To some degree these numbers are a reminder that, in the context of urban America, what Wright said is not so fringe. As one professor told the Washington Post:
"This is not a bunch of crazy people running around saying they're out to get us," Akbar said. The belief "comes from the reality of 300 years of slavery and 100 years of post-slavery exploitation."
But the problem is that Wright, as a pillar of the community, ought to know better. And he has an obligation to disabuse people of self-destructive false beliefs. Here's the real reason to get exercised about this, why this is more than just scoring easy points:
Phill Wilson, executive director of the Black AIDS Institute in Los Angeles, said past discrimination is no longer an excuse for embracing conspiracies that allow HIV to fester.

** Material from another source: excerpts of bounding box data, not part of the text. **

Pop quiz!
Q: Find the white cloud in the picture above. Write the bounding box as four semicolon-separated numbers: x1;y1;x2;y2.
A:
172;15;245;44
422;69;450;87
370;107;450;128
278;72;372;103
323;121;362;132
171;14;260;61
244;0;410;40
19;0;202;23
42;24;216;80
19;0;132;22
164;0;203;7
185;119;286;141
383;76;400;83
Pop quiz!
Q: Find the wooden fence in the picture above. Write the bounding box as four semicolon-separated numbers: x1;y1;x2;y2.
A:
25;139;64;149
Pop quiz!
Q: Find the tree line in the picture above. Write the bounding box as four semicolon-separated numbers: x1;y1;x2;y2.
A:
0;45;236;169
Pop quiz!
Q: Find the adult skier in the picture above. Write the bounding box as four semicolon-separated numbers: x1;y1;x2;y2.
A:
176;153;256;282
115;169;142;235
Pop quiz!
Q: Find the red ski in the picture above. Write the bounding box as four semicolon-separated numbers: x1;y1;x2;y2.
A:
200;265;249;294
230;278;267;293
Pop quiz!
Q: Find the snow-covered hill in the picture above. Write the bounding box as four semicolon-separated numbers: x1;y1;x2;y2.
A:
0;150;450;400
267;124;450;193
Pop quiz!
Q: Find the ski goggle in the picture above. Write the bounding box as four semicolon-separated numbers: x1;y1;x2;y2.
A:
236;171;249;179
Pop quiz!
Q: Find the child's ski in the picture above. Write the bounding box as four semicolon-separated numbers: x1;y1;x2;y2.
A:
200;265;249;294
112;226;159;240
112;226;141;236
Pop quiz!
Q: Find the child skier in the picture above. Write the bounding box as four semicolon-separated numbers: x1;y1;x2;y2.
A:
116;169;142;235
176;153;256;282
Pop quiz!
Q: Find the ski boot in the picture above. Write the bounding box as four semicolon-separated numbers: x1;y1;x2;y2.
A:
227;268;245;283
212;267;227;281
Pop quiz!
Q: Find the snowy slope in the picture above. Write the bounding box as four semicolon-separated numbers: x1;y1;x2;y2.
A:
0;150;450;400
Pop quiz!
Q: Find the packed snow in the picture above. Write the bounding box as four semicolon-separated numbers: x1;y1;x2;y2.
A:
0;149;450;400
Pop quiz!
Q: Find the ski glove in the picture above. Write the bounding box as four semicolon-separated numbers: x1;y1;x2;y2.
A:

"It's a huge barrier to HIV prevention in black communities," Wilson said.... "The whole notion of conspiracy theories and misinformation . . . removes personal responsibility," Wilson said. "If there is this boogeyman, people say, 'Why should I use condoms? Why should I use clean needles?' And if I'm an organization, 'Why should I bother with educating my folks?' The syphilis study was real, but it happened 40 years ago, and holding on to it is killing us."
If nothing else comes of this Wright mania, maybe there will at least be some new effort to confront this tragically destructive canard.
Incidentally, it should go without saying that a mass delusion like this one will be the problem of any president, not just Barack Obama. I wonder whether John McCain, for instance, is even aware of it.